I migranti portati in Albania: “Ci hanno soccorso in acque italiane”. Pd: “Chiederemo i tracciati delle navi”
Le autorità italiane potrebbero aver soccorso alcuni dei migranti che si trovano al momento nel centro di Gjader, Albania, in acque territoriali italiane, e non internazionali come prevede la legge. A testimoniarlo è la ricostruzione dei migranti che stamane hanno parlato con una delegazione di parlamentari italiani venuti apposta nel Paese delle aquile. "Avrei potuto raggiungere la costa a nuoto", ha dichiarato un sopravvissuto, riferendosi al punto in cui è avvenuto il soccorso da parte della motovedetta della guardia costiera, agli onorevoli Paolo Ciani (PD), Rachele Scarpa (PD) e Riccardo Magi (Più Europa). Altri l’hanno descritta come "una posizione molto ravvicinata a Lampedusa", secondo l’onorevole Magi tre persone su quattro, di quelle con cui hanno parlato, hanno dichiarato che, al momento del soccorso, la terra era vicinissima. Per questo i parlamentari, non appena saranno rientrati in Italia, chiederanno di visionare i tracciati dei soccorsi dei diversi eventi di quella notte.

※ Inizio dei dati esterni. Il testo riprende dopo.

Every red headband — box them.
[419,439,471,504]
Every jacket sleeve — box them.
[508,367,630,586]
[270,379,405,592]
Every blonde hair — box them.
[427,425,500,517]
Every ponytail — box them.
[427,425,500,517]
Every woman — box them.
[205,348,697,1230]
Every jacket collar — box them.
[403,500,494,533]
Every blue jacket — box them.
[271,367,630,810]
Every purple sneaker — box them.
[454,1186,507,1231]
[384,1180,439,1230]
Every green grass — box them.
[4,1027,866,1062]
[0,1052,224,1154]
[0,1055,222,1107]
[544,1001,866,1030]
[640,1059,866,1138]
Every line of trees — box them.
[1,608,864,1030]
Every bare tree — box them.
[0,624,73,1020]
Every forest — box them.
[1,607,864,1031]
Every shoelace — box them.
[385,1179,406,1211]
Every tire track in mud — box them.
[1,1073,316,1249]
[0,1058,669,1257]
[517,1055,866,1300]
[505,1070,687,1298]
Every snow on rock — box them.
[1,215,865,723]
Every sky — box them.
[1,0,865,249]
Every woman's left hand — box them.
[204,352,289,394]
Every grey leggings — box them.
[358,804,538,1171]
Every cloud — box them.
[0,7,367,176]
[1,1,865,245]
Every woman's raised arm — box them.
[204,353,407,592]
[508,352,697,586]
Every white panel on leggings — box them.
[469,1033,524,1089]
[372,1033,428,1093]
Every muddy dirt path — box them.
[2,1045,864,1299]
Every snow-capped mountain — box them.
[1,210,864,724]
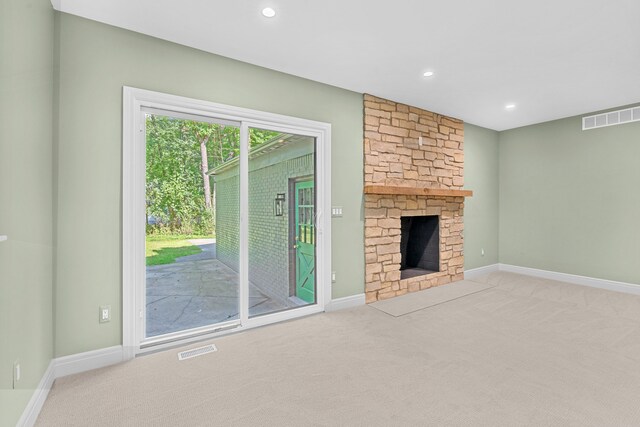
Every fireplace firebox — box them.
[400,215,440,279]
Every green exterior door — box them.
[295,180,315,303]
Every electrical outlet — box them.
[481,248,485,257]
[99,305,111,323]
[13,361,20,388]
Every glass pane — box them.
[145,113,240,337]
[247,128,316,317]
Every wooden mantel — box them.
[364,185,473,198]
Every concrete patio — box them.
[145,240,287,337]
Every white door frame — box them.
[122,87,332,358]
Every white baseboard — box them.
[54,345,124,378]
[498,263,640,295]
[464,263,500,280]
[326,293,365,311]
[16,360,55,427]
[19,346,124,425]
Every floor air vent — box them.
[583,106,640,130]
[178,344,217,361]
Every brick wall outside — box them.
[215,153,314,306]
[363,94,466,302]
[216,175,239,271]
[248,154,314,304]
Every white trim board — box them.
[54,345,125,378]
[464,264,500,281]
[498,264,640,295]
[16,360,55,427]
[326,293,365,311]
[463,263,640,296]
[18,346,124,426]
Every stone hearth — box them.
[363,94,471,303]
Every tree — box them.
[145,114,278,235]
[146,115,205,233]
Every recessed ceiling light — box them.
[423,71,435,77]
[505,104,516,110]
[262,7,276,18]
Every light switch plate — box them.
[331,207,343,217]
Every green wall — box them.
[463,124,500,269]
[499,110,640,284]
[55,13,364,357]
[0,0,54,425]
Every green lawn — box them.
[146,234,210,266]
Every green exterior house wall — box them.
[214,142,314,304]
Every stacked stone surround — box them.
[363,94,466,303]
[364,195,465,303]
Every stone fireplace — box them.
[363,94,472,303]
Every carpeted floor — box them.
[36,272,640,426]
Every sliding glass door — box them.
[123,87,329,353]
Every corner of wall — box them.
[461,123,500,270]
[52,7,61,359]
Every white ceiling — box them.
[53,0,640,131]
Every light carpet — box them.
[36,271,640,426]
[370,279,495,316]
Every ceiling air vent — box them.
[583,106,640,130]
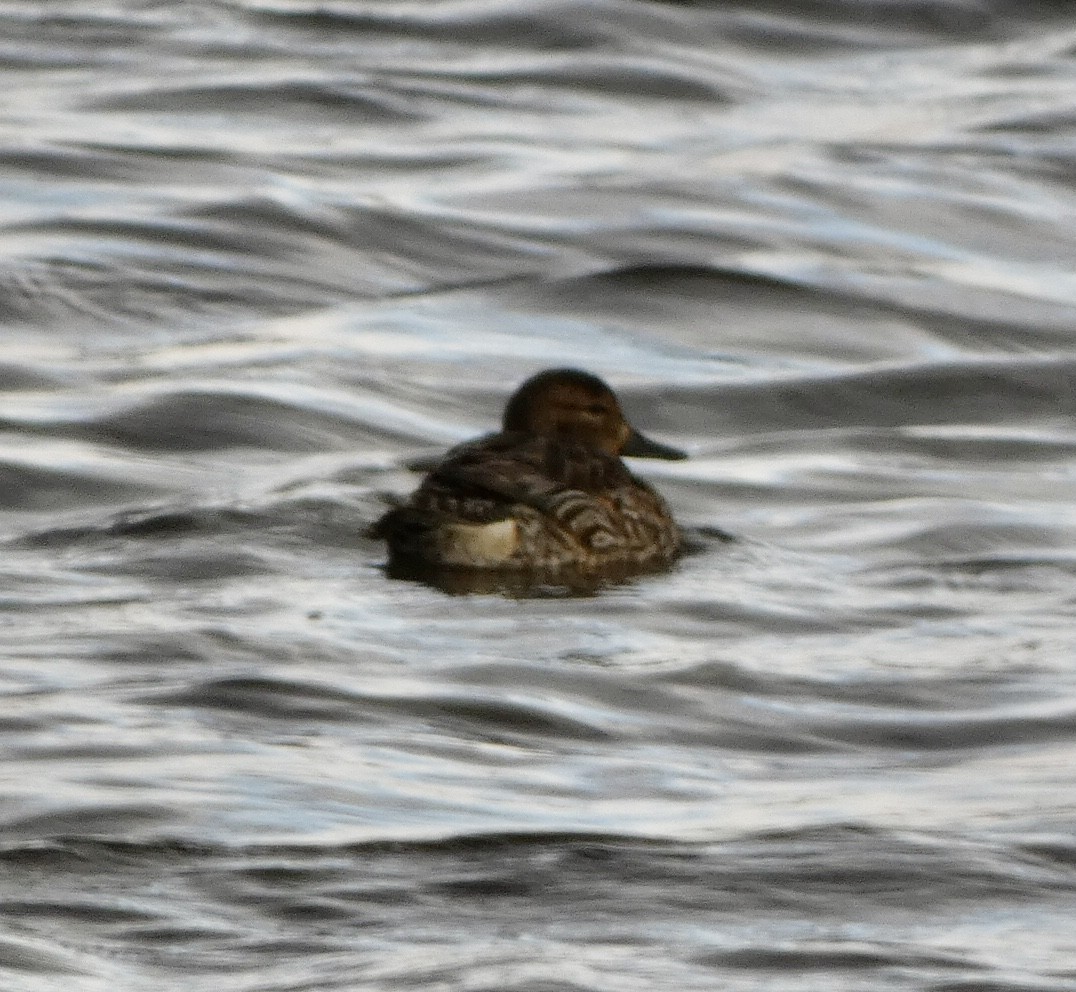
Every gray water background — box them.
[2,2,1076,989]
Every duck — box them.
[371,368,686,578]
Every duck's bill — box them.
[622,429,687,460]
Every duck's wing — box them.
[402,435,555,521]
[367,436,540,541]
[420,433,631,515]
[370,434,635,542]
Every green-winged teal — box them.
[372,368,685,577]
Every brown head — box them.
[501,368,686,459]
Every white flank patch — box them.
[438,519,519,566]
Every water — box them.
[2,1,1076,989]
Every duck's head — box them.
[501,368,686,459]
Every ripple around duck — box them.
[145,675,616,743]
[0,822,1068,906]
[89,79,423,124]
[0,932,91,977]
[659,356,1076,438]
[3,803,179,842]
[0,458,166,512]
[0,361,61,390]
[810,700,1076,752]
[244,0,616,49]
[0,826,1072,987]
[147,676,371,722]
[72,390,362,453]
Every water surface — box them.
[2,2,1076,989]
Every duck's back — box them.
[374,431,681,573]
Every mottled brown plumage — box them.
[371,368,685,576]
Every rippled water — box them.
[3,1,1076,989]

"Se il soccorso fosse avvenuto in acque territoriali, il trasferimento in Albania sarebbe a tutti gli effetti un respingimento", ha dichiarato l’onorevole Ciani alla stampa, appena uscito dal centro di Gjader. "I migranti dentro ci hanno raccontato delle storie tragiche – continua – uno di loro è stato 9 mesi in Libia, un altro un anno, un altro ancora è stato rapito da un tassista in Libia, poi è stato venduto e dopo gli hanno sequestrato e distrutto il passaporto". "Uno dei ragazzi aveva un segno evidente sul naso perché l’avevano colpito con un kalashnikov in Libia", aggiunge l’onorevole Ciani. C’è chi, racconta l’onorevole Scarpa, ha pianto durante tutto il colloquio chiedendo di essere portato in Italia. "Molti di loro hanno scoperto che stavano andando in Albania solo una volta che il viaggio verso il paese delle aquile era già iniziato", continua.
Tutti i dodici i migranti, 5 egiziani e 7 bangladesi, rimasti dentro il centro di Gjader, hanno già fatto richiesta d’asilo, ancora prima che venisse convalidato il provvedimento di limitazione della libertà personale, per cui il giudice di Roma si pronuncerà entro domani sera. La commissione territoriale si è già riunita a Roma, stamane, per valutare le richieste d’asilo dei dodici richiedenti. Ma se il trattenimento non verrà convalidato, le persone dovranno essere riportate in Italia, e le procedure di richiesta di asilo continueranno li. Resta il dubbio di come, nel caso in cui domani non venisse convalidato il fermo, queste persone saranno trasferite immediatamente in Italia, dal momento che il pattugliatore Libra è già rientrato.
Aumentano, così, i dubbi sulla fattibilità e la regolarità del progetto Albania, inaugurato ieri nel peggiore dei modi, quando, in seguito al primo screening nel centro di accoglienza del porto di Shengjin, due delle sedici persone arrivate nella mattinata di ieri hanno dichiarato di essere minori, mentre altri due uomini sono risultati casi vulnerabili.
Per due volte la motovedetta della Guardia di Finanza ha così fatto da shuttle in acque albanesi, per portare prima i due presunti minori bengalesi, poi i due casi vulnerabili egiziani a bordo del pattugliatore Libra della Marina Militare, ancorato a largo. I due minori e i due casi vulnerabili, invece, dopo un’altra nottata in mare, sono sbarcati stamattina a Brindisi, e i due minori si trovano adesso in un centro per minori non accompagnati in Basilicata. Le spese del loro viaggio a ritroso verso l'Italia andranno sommate agli oltre 250mila euro, circa ventimila euro a persona, spesi dall’Italia per portare i sedici migranti in Italia.
"Hanno parlato tanto di questo come un esperimento – conclude l’onorevole Ciani – ma non si fanno gli esperimenti sulla pelle delle persone. Non si fanno gli esperimenti sulla pelle di persone vulnerabili".